Voting, ‘Gaudium et Spes’ and the Responsibility of Citizenship
Here we are with just one day left before the 2012 presidential election. It is important that we all contribute to the life of our society and recall that the responsibility of citizenship requires that all vote tomorrow. In order to prepare ourselves for this civic duty, it seemed a good idea to look briefly at what the Church’s teaching holds concerning voting and government. Because most of us fall under the category of the citizen who will cast a vote for those who serve in elected office, let’s begin with this succinct and clear reminder of our task at hand:
All citizens, therefore, should be mindful of the right and also the duty to use their free vote to further the common good (no. 75).
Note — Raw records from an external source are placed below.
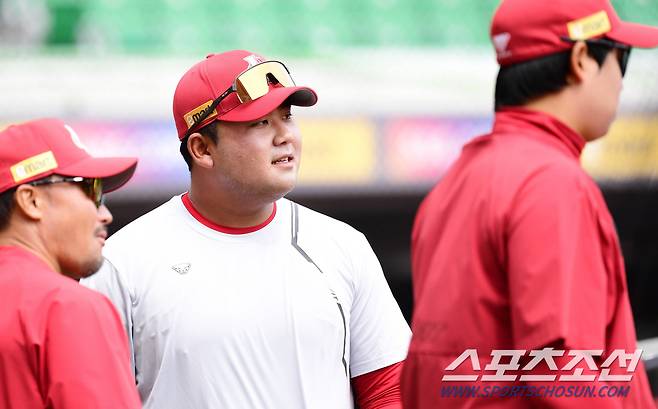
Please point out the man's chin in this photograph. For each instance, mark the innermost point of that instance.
(85, 270)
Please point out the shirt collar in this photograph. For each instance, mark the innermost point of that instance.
(522, 120)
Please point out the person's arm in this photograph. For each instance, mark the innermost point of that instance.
(558, 281)
(379, 334)
(379, 389)
(85, 359)
(111, 282)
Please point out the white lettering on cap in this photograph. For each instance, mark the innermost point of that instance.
(76, 139)
(501, 41)
(253, 60)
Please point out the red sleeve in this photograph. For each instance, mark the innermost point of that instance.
(557, 279)
(86, 363)
(379, 389)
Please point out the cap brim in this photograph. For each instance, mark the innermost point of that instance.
(635, 35)
(300, 96)
(115, 172)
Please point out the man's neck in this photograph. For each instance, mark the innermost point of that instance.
(227, 211)
(558, 106)
(16, 239)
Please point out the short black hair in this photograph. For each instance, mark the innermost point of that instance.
(518, 84)
(209, 131)
(6, 207)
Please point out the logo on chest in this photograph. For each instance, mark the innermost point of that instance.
(181, 268)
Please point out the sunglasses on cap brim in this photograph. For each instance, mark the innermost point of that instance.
(251, 84)
(622, 56)
(92, 187)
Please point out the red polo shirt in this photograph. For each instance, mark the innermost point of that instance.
(515, 249)
(61, 344)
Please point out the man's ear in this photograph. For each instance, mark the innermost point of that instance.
(30, 201)
(580, 64)
(198, 147)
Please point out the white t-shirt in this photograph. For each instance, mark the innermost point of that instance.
(280, 317)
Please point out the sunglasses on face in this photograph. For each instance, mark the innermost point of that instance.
(251, 84)
(623, 50)
(92, 187)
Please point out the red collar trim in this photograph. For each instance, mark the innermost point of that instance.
(522, 120)
(224, 229)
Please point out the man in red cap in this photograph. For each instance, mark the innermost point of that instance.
(62, 345)
(235, 297)
(519, 283)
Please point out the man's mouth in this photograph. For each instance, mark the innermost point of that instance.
(283, 159)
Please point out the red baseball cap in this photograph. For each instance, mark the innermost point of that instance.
(40, 148)
(210, 78)
(522, 30)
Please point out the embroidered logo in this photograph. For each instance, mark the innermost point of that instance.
(590, 26)
(181, 268)
(76, 139)
(32, 166)
(253, 59)
(501, 41)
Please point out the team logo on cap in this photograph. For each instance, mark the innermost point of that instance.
(253, 59)
(590, 26)
(35, 165)
(191, 117)
(75, 138)
(501, 41)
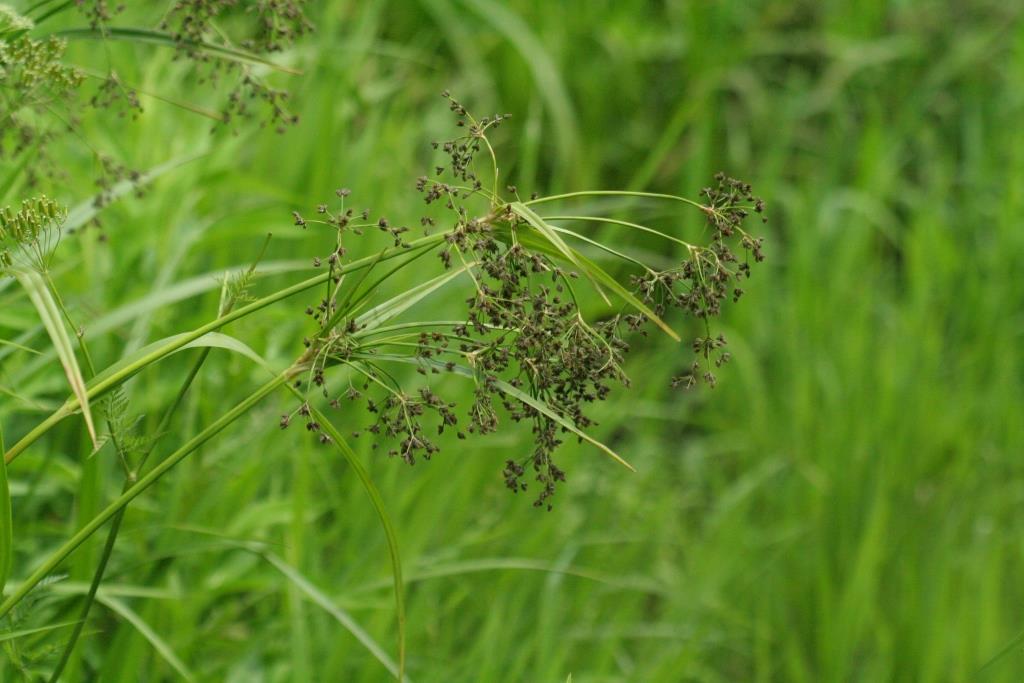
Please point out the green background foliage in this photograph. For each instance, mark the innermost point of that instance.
(845, 506)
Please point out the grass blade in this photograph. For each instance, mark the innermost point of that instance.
(87, 210)
(159, 644)
(393, 307)
(6, 522)
(391, 537)
(552, 236)
(42, 299)
(599, 273)
(163, 39)
(14, 635)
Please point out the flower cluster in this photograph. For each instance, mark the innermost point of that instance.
(33, 81)
(273, 26)
(524, 341)
(29, 236)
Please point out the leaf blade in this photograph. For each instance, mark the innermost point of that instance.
(42, 299)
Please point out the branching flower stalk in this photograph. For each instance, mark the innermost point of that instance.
(524, 342)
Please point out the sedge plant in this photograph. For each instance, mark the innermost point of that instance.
(549, 304)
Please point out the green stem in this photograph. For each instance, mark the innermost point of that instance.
(112, 535)
(615, 193)
(111, 510)
(157, 354)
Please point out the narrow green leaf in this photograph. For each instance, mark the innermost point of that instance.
(147, 632)
(393, 307)
(14, 635)
(42, 299)
(507, 388)
(339, 614)
(389, 535)
(164, 39)
(599, 273)
(552, 236)
(6, 522)
(210, 339)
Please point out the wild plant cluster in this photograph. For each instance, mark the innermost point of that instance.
(548, 307)
(524, 341)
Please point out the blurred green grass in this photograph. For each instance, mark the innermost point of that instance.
(846, 506)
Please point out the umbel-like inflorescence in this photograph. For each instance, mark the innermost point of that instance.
(523, 339)
(29, 236)
(268, 26)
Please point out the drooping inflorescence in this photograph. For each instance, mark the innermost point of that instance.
(523, 340)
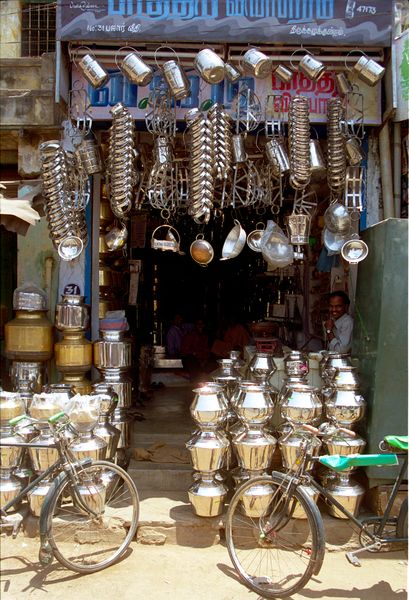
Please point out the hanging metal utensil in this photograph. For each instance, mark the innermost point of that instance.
(201, 250)
(171, 241)
(234, 242)
(254, 237)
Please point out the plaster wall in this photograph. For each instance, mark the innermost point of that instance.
(10, 29)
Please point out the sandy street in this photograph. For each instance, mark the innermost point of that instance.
(173, 572)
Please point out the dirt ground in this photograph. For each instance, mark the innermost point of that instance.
(182, 573)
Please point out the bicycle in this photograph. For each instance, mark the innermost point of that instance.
(274, 554)
(91, 511)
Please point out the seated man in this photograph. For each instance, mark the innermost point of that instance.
(339, 326)
(195, 350)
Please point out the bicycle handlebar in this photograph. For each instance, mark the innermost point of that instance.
(347, 431)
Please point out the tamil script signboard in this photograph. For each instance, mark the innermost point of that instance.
(320, 22)
(118, 89)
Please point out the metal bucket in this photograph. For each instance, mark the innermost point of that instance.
(209, 66)
(233, 72)
(176, 79)
(299, 228)
(257, 63)
(277, 154)
(311, 67)
(369, 70)
(135, 69)
(92, 71)
(283, 73)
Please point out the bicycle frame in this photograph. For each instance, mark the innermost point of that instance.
(60, 465)
(382, 521)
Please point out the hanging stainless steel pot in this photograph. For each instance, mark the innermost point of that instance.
(209, 66)
(257, 63)
(369, 70)
(171, 241)
(354, 250)
(283, 73)
(233, 72)
(174, 75)
(337, 218)
(343, 84)
(310, 66)
(116, 237)
(134, 68)
(254, 238)
(234, 242)
(201, 251)
(277, 155)
(92, 70)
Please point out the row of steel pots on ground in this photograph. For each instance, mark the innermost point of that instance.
(91, 434)
(237, 414)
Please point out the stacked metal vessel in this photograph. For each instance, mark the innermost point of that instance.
(344, 407)
(113, 359)
(73, 354)
(11, 406)
(236, 413)
(28, 341)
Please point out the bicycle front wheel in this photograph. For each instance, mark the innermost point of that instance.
(91, 522)
(274, 553)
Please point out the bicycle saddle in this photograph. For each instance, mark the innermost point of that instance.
(397, 441)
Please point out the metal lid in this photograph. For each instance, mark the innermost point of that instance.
(30, 298)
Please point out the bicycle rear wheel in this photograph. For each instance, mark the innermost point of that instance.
(274, 554)
(91, 524)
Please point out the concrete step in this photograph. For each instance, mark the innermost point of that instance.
(144, 440)
(162, 477)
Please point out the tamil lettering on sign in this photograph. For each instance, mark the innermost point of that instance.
(118, 89)
(329, 22)
(401, 73)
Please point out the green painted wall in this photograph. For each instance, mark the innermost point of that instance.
(381, 335)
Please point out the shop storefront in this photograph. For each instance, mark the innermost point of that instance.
(218, 160)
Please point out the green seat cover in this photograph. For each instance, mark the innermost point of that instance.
(336, 462)
(397, 441)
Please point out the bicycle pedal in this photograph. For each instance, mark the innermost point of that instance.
(16, 529)
(353, 559)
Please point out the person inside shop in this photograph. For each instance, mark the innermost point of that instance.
(339, 326)
(174, 336)
(235, 337)
(195, 351)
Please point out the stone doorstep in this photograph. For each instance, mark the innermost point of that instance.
(160, 476)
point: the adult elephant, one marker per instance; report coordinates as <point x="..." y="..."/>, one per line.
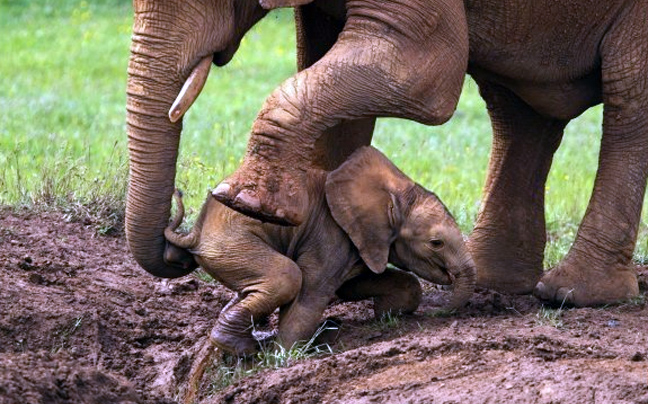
<point x="538" y="65"/>
<point x="174" y="44"/>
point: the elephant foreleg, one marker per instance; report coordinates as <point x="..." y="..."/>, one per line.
<point x="598" y="268"/>
<point x="507" y="243"/>
<point x="392" y="291"/>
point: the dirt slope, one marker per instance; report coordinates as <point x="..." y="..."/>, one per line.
<point x="80" y="322"/>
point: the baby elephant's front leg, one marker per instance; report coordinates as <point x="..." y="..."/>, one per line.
<point x="392" y="291"/>
<point x="268" y="283"/>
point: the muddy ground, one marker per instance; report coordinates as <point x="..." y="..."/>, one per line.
<point x="80" y="322"/>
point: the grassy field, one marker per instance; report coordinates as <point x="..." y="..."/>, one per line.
<point x="63" y="139"/>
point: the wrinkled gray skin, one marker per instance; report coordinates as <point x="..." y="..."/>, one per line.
<point x="365" y="214"/>
<point x="538" y="65"/>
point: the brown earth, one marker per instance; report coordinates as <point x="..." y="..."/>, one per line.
<point x="80" y="322"/>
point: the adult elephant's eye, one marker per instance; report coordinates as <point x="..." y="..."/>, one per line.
<point x="436" y="244"/>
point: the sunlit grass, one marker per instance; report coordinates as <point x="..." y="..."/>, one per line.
<point x="63" y="136"/>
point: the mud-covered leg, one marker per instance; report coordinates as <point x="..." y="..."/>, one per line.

It can be frustrating to dwell on the imperfections of both sides of the US two-party system, realizing that neither candidate in a given race is perfect and each bears some responsibility — to greater or lesser degrees — for positions that do not align precisely with what Roman Catholics strive to affirm.
Nevertheless, we are called to recall not just our right, but our duty to use our free vote to “further the common good,” which extends beyond our limited partisan priorities and personal financial or social gains. Furthering the common good necessarily takes into consideration those who are discriminated against and marginalized, especially the poor and powerless.
Concerning individual property and its relationship to the common good, the Church teaches:
By its very nature private property has a social quality which is based on the law of the common destination of earthly goods. If this social quality is overlooked, property often becomes an occasion of passionate desires for wealth and serious disturbances, so that a pretext is given to the attackers for calling the right itself into question (no. 71).
There is always a responsibility tied between what we traditionally identify as the realm of private property and that which is necessary to secure the common good, the basic needs and conditions for human flourishing for all people. Nobody has the right to have excessive wealth and property while others face poverty and other threats to life and human dignity.
Concerning the role of the government in facilitating the flourishing of humanity and the promotion of the common good, the Church teaches:
The complex circumstances of our day make it necessary for public authority to intervene more often in social, economic and cultural matters in order to bring about favorable conditions which will give more effective help to citizens and groups in their free pursuit of [humanity's] total well-being (no. 75).
Furthermore, there is a strong sense of what the Christian’s responsibility entails when it comes to the political life of one’s nation. The Church teaches that there are various public and civic vocations, including the legitimate exercise of public office, but that all members of a socio-economic community like the United States, for example, have a duty and responsibility to participate fully.
In a very succinct paragraph, the Second Vatican Council makes stark these concerns and presents a challenge to political parties (take note, Republicans and Democrats!!) as to what their respective roles are in the function of civil government.
All Christians must be aware of their own specific vocation within the political community. It is for them to give an example by their sense of responsibility and their service of the common good. In this way they are to demonstrate concretely how authority can be compatible with freedom, personal initiative with the solidarity of the whole social organism, and the advantages of unity with fruitful diversity. They must recognize the legitimacy of different opinions with regard to temporal solutions, and respect citizens, who, even as a group, defend their points of view by honest methods. Political parties, for their part, must promote those things which in their judgement are required for the common good; it is never allowable to give their interests priority over the common good (no. 75).
In what follows in the rest of Gaudium et Spes concerning the urgent needs of our age, the Church affirms the need for international cooperation, the value and need to sustain international communities of governance such as the United Nations, the collective responsibility to avoid war and promote peace, among other important issues.
All of these things should help to inform the consciences of Christians that take up their duty to vote tomorrow. There is no single issue that is the ultimate determiner for a Catholic Christian to judge a candidate, instead there are a panoply of concerns, issues, goals, and responsibilities that must all converge to inform the political action of the citizenry.
There is no higher teaching in the Roman Catholic Church than that which is promulgated by an Ecumenical Council such as Vatican II. Gaudium et Spes, as it concerns politics, government, and voting must be taken with the utmost seriousness and regarded before any claims of individual ecclesiastical authorities. In the end, the most oft-occuring factor in the Church’s teaching on political action is: promotion of the common good.